Dersimli; Türkistan’ın Horasan vilayetinden gelerek, (Moğollarla sürekli savaşan büyük Türk Hükümdarı) Celaleddin Harzemşah’ın ordusunun 10 Ağustos 1230 tarihinde Erzincan yakınındaki Yassıçimen yaylasında Anadolu Selçuklu ordularına karşı yenilgiye uğramasından sonra, Dersim dağlık kırsalına çekilerek burayı yurt tutmuştu.
İşte şimdiki Dersimli, Harzemşah Ordularının Horasan Erlerinden oluşan (Alevi / Bektaşi / Kızılbaş) Türkmenleridir.

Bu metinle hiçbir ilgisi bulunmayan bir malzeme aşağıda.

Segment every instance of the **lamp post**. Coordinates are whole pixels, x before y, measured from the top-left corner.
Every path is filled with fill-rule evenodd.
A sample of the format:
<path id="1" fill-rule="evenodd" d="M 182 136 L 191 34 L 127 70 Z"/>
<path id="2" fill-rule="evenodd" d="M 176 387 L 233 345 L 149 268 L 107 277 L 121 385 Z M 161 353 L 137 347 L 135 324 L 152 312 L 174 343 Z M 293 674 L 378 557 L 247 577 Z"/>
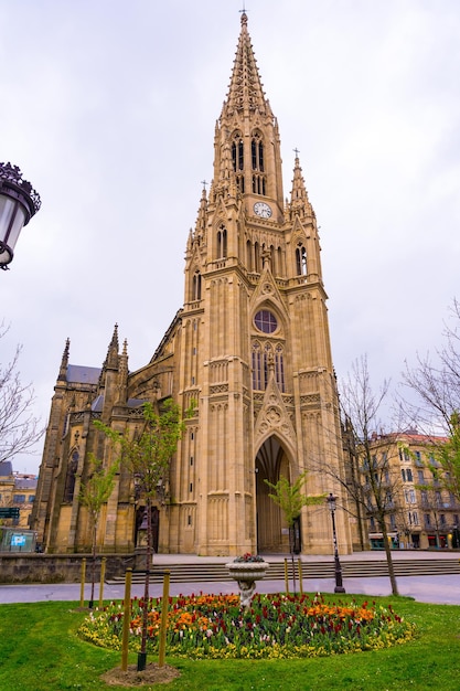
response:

Bu yerleşimde, aşiret düzeni içinde, Türkistan’dan birlikte getirdikleri töreleri ve özgün inançlarıyla yaşamlarını bir süre sancısız ve kavgasız devam ettirmişti Dersimli.
1514 Çaldıran savaşında Türkmen Şah İsmail’i, İdris i Bitlisi’nin de yardımıyla yenen Yavuz, Şeyhülislam Ebu Suud Fetvalarıyla da Alevilerin katliamını devam ettirmiştir.
Anadolu Türkmen’i, kelle korkusundan Doğu/Güneydoğu’da Kürtlere, Güney’de Araplara, Orta/Batı Anadolu’da da ıssız dağ tepelerine, ormanlara sığınıp, kültürlerini (inanç, dil, töre) saklanarak ve özellikle Cem Ayinlerini de gizli yaparak, yaşamda kalabilmiştir.
Dersim nüfusunun artması, dağlık olan bölgede halkı besleyecek üretimin bulunmaması, Dersimli nin çevreden yararlanması, çaresiz, yaşamsal bir zorunluluk haline gelmişti.
Yerleşimini başlangıcından beri, Dersimli’nin özgün inancını, içine sindiremeyen Emevi İslamını yaşayan çevre komşuları da sürekli olarak, Dersimliyi Osmanlı’ya, sonrada Cumhuriyet yönetimine şikâyet sürecine devam ediyorlardı.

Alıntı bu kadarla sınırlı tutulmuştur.